Modern and convenient household cleaning tools have brought a lot of fun to human life. Among them, the robot vacuum cleaner has become one of the important fun members of the family.
The robot vacuum cleaner has fundamentally changed the daily cleaning activities of the house. At the same time, cleaning housework also constitutes an important part of the child's development path. This effect is large or small.
We can often see in pet family videos: cats like to ride through the house on a robot vacuum cleaner.
Of course, transporting pets is not the intended purpose of the robot vacuum cleaner.
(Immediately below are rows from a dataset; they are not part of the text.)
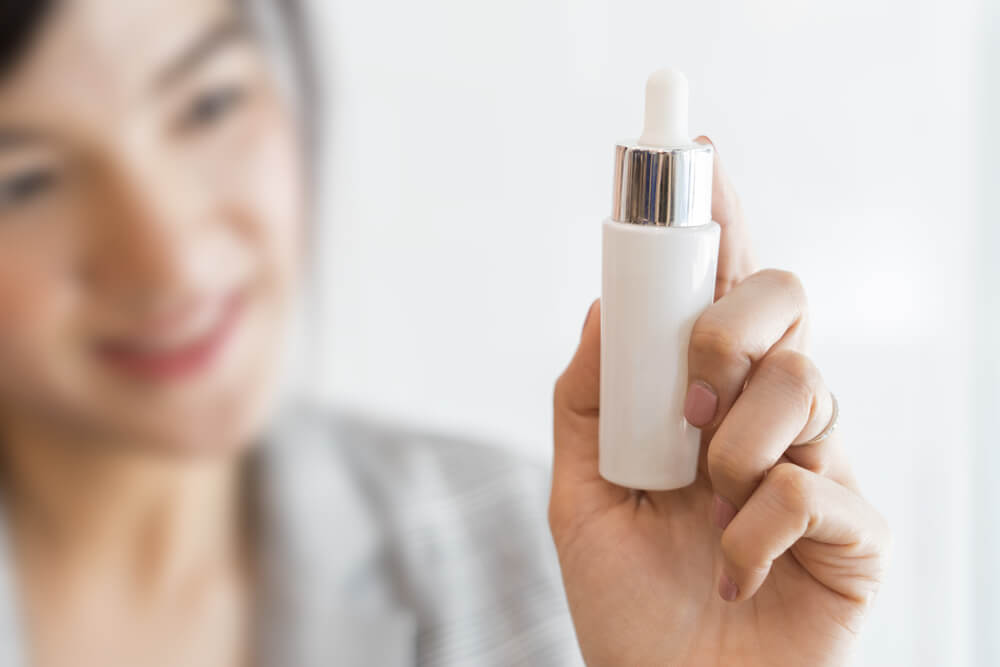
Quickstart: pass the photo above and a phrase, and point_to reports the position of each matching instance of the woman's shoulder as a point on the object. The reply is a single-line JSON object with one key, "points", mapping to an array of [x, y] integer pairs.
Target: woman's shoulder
{"points": [[462, 536]]}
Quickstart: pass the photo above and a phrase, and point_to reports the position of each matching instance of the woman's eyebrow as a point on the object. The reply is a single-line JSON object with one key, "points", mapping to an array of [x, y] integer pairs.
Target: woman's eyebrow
{"points": [[224, 33]]}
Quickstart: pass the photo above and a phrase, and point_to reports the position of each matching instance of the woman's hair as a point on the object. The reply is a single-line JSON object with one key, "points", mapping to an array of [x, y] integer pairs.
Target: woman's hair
{"points": [[22, 20], [19, 23]]}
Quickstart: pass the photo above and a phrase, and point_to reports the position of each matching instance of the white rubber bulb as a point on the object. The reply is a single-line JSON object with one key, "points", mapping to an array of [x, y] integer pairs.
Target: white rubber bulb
{"points": [[666, 110]]}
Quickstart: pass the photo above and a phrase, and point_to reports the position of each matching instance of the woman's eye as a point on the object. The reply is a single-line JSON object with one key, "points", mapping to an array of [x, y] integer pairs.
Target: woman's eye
{"points": [[23, 187], [212, 106]]}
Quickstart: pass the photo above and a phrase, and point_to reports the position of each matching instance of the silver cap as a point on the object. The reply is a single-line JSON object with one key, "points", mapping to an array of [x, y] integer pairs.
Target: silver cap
{"points": [[669, 187]]}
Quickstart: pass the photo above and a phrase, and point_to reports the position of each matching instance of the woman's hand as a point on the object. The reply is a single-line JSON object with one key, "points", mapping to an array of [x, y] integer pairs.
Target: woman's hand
{"points": [[771, 557]]}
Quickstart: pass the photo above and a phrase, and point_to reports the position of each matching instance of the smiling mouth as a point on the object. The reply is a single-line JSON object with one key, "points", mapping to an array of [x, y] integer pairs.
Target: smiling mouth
{"points": [[146, 360]]}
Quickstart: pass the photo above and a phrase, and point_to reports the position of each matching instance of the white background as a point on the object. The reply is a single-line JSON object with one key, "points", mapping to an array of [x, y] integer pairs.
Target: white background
{"points": [[471, 167]]}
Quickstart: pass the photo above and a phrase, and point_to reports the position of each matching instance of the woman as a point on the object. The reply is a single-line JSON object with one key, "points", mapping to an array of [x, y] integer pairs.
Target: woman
{"points": [[157, 509]]}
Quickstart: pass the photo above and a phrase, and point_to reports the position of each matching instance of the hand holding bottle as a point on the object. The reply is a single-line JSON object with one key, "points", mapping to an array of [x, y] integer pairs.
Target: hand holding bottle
{"points": [[771, 557]]}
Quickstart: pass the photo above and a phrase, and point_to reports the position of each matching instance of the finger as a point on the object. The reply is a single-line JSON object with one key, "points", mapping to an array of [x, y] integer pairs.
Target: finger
{"points": [[576, 481], [765, 311], [786, 400], [847, 542], [735, 259]]}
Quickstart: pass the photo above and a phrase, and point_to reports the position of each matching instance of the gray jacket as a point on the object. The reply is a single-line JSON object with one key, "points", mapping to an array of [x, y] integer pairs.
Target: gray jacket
{"points": [[388, 548]]}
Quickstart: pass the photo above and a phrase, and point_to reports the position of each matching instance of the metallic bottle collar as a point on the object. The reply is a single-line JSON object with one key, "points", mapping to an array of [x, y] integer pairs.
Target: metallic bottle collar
{"points": [[668, 187]]}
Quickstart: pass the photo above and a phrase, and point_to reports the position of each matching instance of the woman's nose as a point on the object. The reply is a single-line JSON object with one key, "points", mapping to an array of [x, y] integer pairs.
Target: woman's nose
{"points": [[144, 249]]}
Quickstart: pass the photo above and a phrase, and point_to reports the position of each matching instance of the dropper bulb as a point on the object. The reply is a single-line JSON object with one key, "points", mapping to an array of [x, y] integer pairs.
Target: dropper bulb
{"points": [[666, 110]]}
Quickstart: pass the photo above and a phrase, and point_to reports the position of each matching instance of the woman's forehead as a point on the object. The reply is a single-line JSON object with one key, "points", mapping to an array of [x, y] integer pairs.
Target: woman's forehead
{"points": [[101, 54]]}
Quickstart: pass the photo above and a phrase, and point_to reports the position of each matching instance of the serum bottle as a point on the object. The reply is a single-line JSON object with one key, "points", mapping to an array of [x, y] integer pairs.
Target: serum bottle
{"points": [[660, 252]]}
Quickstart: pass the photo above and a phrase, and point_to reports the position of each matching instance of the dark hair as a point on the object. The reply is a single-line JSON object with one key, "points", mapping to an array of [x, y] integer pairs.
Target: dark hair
{"points": [[19, 23]]}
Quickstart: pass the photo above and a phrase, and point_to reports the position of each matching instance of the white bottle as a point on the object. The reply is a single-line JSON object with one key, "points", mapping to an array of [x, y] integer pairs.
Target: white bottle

The robot vacuum cleaner adopts sensor-guided automatic vacuuming technology and a digital-oriented schedule to free people from some household cleaning tasks.
Aside from pets and cleaning, how can the circular robots hovering around the home floor have a lasting effect on your child's development?
Robotics researchers have found that the products of this type of technology can cause children to " adapt " to their behavior, and children will form a pseudo-social connection with the robot vacuum cleaner.
For example, naming it and describing its personality.
This phenomenon occurs in children in the form of " friendship ".
Robot research scholars further pointed out that children will deliberately create chaos to test the function of the sweeping robot.
So, what happens when the child as the owner interacts with the robot " friend "?
Robotics researchers have shown that a useful framework for understanding how technology affects children’s development is the analysis of ecological cultural activities.
Based on this framework, we have developed a resource set of " Choose Your Future ", which will help evaluate the results of this impact on future development.
How does a technology change activity?
There are the following parameters:
Goals and values
A-The people involved (the relationship we participated in during the event) or the people affected
B-Resources required
Actual skills and behaviors (i.e. scripts to complete the activity)
C-The type of emotion and participation experienced
Related research scholars briefly divided " doing housework " into two versions:
" Use a broomstick " and " Use a robot vacuum cleaner ".
Our conclusions reflect the differences that children may take in their development paths-if the activities or parameter descriptions discussed are in line with children’s lives, this will become routine.
What does the child practice physically, what to learn regularly through informal processes, or what worldviews are exposed to them?
The choice in this activity-using a broom or using a robot vacuum cleaner has become one of the many stepping stones on the road to children's development.
According to its surrounding environment and popularity, it will have a small or large impact.
Based on our analysis (with reservations-this is by no means a complete study, It is expected that different people's answers will be different, etc.), I took the liberty to choose four differences:
The following brief discussion:
1-Self-satisfaction or reward
Participating and working hard to complete tasks can be a very rewarding experience.
For some of us, the manual and physical effort invested in cleaning the house will feel " beneficial " and " fulfilling ".
Although the robot vacuum is characterized by its excitement for technology (ie " very cool technology " and " enthusiasm for technology " ), it is not seen as triggering the kind of deep and beneficial psychology that generates rewards from its efforts.
Experience-an experience, which is related to intrinsic motivation, is considered to be very important for children's participation and education.
2-Human virtues and technical know-how
For skill and script categories, the use of brooms to sweep the floor resulted in more human virtues being incorporated.
It is worth noting that you must be " diligence or careful " and " thorough " to really sweep all corners, be patient, and actively participate.
These are social and personal skills and should not be minimized because they are useful and desirable for the development of children.
Robots provide the development of technical knowledge, and technical knowledge also extends to preparing a house for technology to make it easy to use, thereby establishing a kind of " partnership ".
3-Natural Resources
As expected from any electronic household product, the use of robot vacuum cleaners has been repeatedly labeled as requiring electricity and more natural resources.
Over time, these items become normalized and may be seen as household “ needs ”, thus hindering critical reflection on their inherent energy and resource use.
In the case of using a robot vacuum cleaner to clean, it can be said that the " time factor " takes precedence over the " natural resource factor ", which can be passed on to children as a value.
4-Time factor
As mentioned above, patience is marked as a sweeping skill, which of course takes a certain amount of time.
In addition, sweeping the floor with a broom is described as " family contribution "-perhaps family members spend time together cleaning the house or doing something beneficial to the family.
In contrast, using robot vacuum cleaners is labeled as " efficient " and " allows more time for colleagues and family " so that family members can spend time together in other ways, which may also be beneficial.
This time allocation effectively divides household activities and cleaning activities into different categories.
This may affect how children learn to establish connections and function within the family/family unit.
These are just some preliminary comparisons drawn from our notes on cleaning robots introduced into children's lives.
Even if it is relatively simple, " daily " innovation is essentially a social and public process, and regularization can change the development process.
We must have the ability to think about these differences in our environment and, based on the values we consider important (for example, developing technical knowledge or diligence in our team’s analysis), carefully decide what we need in our lives ).
As part of our " choose your own future " resource, we have developed a " value navigation system " in which settings and signals are filled in to reflect the values, relationships, skills and scripts, resources, and emotional participation we want, which will guide our lives and the lives of our children.